MALNUTRITION AFFECTS AFRICAN ECONOMIES NEGATIVELY-HIS MAJESTY

His Majesty King Letsie III says malnutrition has had negative effects on economic growth and development in Africa hence the need for various stakeholders to invest in food and nutrition issues in Africa.

His Majesty made these remarks when addressing participants at a one day African Union (AU) high level consultation forum held in Maseru on Thursday.

He was speaking in his capacity as the AU Champion on Nutrition, the Food and Agriculture Organisation (FAO) Special Ambassador for Food and Nutrition as well as the World Bank Human Capital Champion.

He said studies show that the economies of Africa are reported to be losing 11 percent of their annual Gross Domestic Product (GDP) to malnutrition related costs, saying according to UNICEF, African economies are losing $25 billion, which is equivalent to M371 billion a year due to malnutrition.

”Without investing adequately in nutrition, efforts to build a resilient nation that can drive and contribute meaningfully to the development of the economy will not be successful,” he remarked.

He said as countries try to increase efforts to enhance food security and nutrition in Africa, it is important to identify and mobilise all relevant stakeholders who can play a positive role to joining these efforts so that all can achieve their objectives and goals quickly and more effectively.

He noted that investment in targeted nutrition programmes is important and can never be regarded as wasteful expenditure, saying investment should be made during the early development of the child to reduce the chances of stunting as well as to reverse the costs related to malnutrition.

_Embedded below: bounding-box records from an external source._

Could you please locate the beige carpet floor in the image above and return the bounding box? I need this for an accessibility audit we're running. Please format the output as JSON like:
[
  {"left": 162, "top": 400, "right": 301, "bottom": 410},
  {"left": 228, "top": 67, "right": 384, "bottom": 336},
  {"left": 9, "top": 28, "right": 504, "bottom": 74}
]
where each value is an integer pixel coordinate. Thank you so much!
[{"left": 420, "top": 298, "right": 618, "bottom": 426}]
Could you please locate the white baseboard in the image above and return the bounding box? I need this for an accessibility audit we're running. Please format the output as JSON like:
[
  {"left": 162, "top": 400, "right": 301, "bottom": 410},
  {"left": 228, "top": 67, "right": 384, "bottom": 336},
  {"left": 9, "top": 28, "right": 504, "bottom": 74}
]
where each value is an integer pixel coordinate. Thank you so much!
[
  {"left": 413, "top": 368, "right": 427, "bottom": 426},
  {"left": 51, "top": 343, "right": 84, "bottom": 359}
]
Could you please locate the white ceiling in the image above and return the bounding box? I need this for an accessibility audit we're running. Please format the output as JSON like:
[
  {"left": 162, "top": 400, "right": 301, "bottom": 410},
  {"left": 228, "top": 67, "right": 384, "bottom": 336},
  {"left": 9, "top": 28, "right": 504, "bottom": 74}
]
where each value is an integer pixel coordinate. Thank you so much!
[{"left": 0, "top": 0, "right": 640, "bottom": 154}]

His Majesty said partnership can be forged between private and public sectors as well as politicians to support the regional, continental and international commitment in relation to food security and nutrition, saying these sectors’ participation in nutrition issues is key in defining policy and strategic interventions necessary to advance the food security and nutrition agenda in Africa.

He said he has sadly witnessed the negative impact of food insecurity and poor nutrition policies and interventions on many communities across the continent hence there is need for all to focus or invest in nutrition.

His Majesty therefore urged all countries in Africa to commit a political will on nutrition sensitive programmes for human capital development.

Speaking at the same event, The Head of Health, Population and Nutrition at the African Union Commission, Mrs. Margret Agama-Anyetei said the event is in fulfillment of His Majesty’s work plan and in line with the recommendations made by the AU task force on food and nutrition development.

She expressed gratitude that the event was supported and funded by all AU member states, saying this demonstrates commitment of the continent to matters of food security and nutrition in Africa.

Mrs. Anyetei expressed hope that recommendations of the consultation will contribute towards advancement of the partnerships between public and private sector on nutrition related issues across the continent.

She said the day’s event is the first in a series of dialogues organised to further bring together government, private and public sector as well as Parliamentarians to ensure their engagement in matters of food security and nutrition in Africa.

The forum which brought together Members of Parliament (MPs), public and private sector from  AU member States to discuss possible partnerships in advancing nutrition interventions at national and regional levels.

Currently, studies show that over 820 million people of the world are under-nourished, further revealing that of the total given statistics, 250 million are Africans and 237 million live in the Sub-Saharan Africa.

Southern Africa is also counted among the regions of the African Continent that have an increasing prevalence of overweight and micro-nutrient deficiencies.